O primeiro trabalho infanto-juvenil assinado por Scorsese conta a história de um menino (Asa Butterfield) que vive nos subterrâneos de uma enorme estação de trem em Paris dos anos 1930. O garoto acerta a hora dos relógios da estação, na esperança de não se fazer notar pelo severo inspetor do lugar (Sacha Baron Cohen). Hugo passa várias horas por dia tentando consertar o complicado mecanismo de um robô autômato, deixado a ele como herança pelo pai. Este autômato será o elemento de conexão entre Hugo e o dono de uma pequena loja de brinquedos na estação (Ben Kingsley), cuja fisionomia carrancuda e taciturna esconde o desgosto pessoal de um dos maiores – senão o maior – pioneiro da história do cinema.

Nesse filme, Scorsese mostra que nas mãos de um grande diretor o 3D pode ser mais do que uma tecnologia que serve apenas para lotar salas de cinema de curiosos; pode ser uma ferramenta útil na criação de um filme. Enredos que possuem essa textura onírica, de sonho, podem se beneficiar da tecnologia, apropriada para fazer os espectadores imergirem dentro de mundos estilizados, como aquele construído por Scorsese, com a colaboração da sempre ótima direção de arte de Dante Ferretti.
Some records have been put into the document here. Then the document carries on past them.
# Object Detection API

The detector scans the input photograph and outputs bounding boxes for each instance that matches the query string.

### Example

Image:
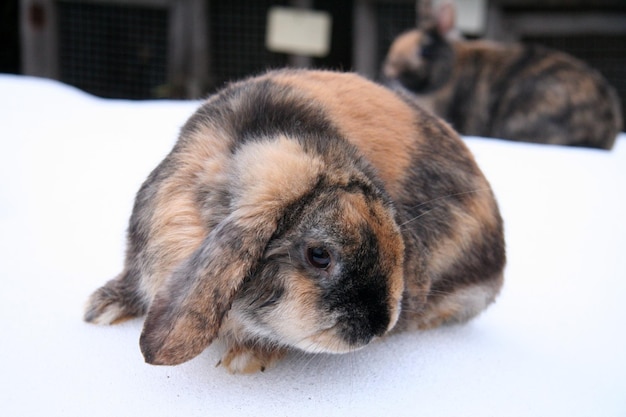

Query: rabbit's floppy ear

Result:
[139,137,322,365]
[139,213,275,365]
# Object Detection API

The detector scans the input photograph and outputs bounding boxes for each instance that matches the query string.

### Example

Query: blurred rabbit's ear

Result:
[415,0,434,30]
[435,1,456,36]
[139,212,276,365]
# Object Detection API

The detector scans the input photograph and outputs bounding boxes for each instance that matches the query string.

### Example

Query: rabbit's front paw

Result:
[217,345,286,374]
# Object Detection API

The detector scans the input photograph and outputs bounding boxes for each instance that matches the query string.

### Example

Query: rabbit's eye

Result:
[306,247,331,269]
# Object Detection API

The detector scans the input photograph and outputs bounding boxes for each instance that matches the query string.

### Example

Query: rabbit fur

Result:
[85,70,505,373]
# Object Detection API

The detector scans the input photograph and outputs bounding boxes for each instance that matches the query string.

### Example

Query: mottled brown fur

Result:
[85,70,505,372]
[383,4,623,149]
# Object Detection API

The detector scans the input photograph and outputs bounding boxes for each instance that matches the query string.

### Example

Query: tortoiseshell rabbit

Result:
[382,2,622,149]
[85,70,505,372]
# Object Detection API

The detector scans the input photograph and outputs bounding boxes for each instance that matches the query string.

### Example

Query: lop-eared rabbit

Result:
[85,70,505,373]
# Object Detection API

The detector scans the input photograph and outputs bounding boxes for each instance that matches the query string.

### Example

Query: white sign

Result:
[265,7,332,57]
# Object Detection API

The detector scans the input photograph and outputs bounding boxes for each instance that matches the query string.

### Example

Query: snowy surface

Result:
[0,75,626,417]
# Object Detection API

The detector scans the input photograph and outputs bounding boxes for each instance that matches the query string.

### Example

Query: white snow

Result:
[0,75,626,417]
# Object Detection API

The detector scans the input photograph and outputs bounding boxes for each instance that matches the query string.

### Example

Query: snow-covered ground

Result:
[0,75,626,417]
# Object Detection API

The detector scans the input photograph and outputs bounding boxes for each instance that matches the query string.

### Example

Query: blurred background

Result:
[0,0,626,120]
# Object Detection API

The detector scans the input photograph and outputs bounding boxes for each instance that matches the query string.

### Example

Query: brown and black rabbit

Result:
[382,2,622,149]
[85,70,505,372]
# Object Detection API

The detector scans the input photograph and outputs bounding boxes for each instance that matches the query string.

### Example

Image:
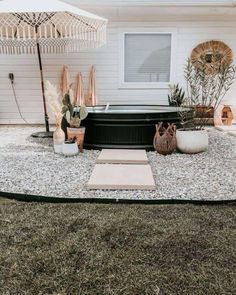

Juntos, os dois profissionais criam uma estação de trem que funciona quase como um personagem orgânico, vivo, apinhada de gente nos grandes salões luxuosos e decorados com enormes relógios barulhentos, mas paradioxalmente cheia de labirínticos corredores sombrios e desertos, por onde os passos de um menino magricela ressoam com o eco dos pés de um gigante. Vale acrescentar que Scorsese, junto com Ferretti, consegue equilibrar visualmente com maestria os grandes cenários reais, construídos por Ferretti, e a grandiosidade dos cenários virtuais.

Isso nos leva a outro destaque técnico, que é a fotografia incrível do expediente Robert Richardson. A bela iluminação quase expressionista (mas sem fugir do tom sombrio e ameaçador da realidade, que “tenta” se impor sobre o jovem Hugo em toda a trama) rende imagens expressivas, em particular na segunda metade do filme, quando Richardson e Scorsese investem numa paleta básica de cores, para simular os processos artesanais de colorização dos filmes realizados nas primeiras décadas da história do cinema. A dupla também trabalha de maneira muito sofisticada com a profundidade de campo do 3D, explorando extensivamente as coreografias de encenação em diagonal e movendo a câmera insistentemente em linhas circulares e elípticas, de modo a reforçar os efeitos de profundidade o máximo possível, mas sem abusar das técnicas tradicionais (e já gastas) de atirar objetos na plateia para pegar peças.

A devoção de “A Invenção de Hugo Cabret” para com a história do cinema, associada à atmosfera de encantamento criada por Scorsese, pode dar aos amantes do cinema antigo o sabor de obra-prima. No entanto, não é justo afirmar que o filme inteiro chega a esse status. “Hugo” parece melhor para cinéfilos e conhecedores da história do cinema porque mexem com eles num nível emocional profundo (até porque, convenhamos, a oportunidade de ver originais de Mèliès e dos irmãos Lumière em tela grande, coloridos e em 3D, é mesmo imperdível e emocionante), e no entanto o roteiro do filme tem problemas que precisam ser lembrados.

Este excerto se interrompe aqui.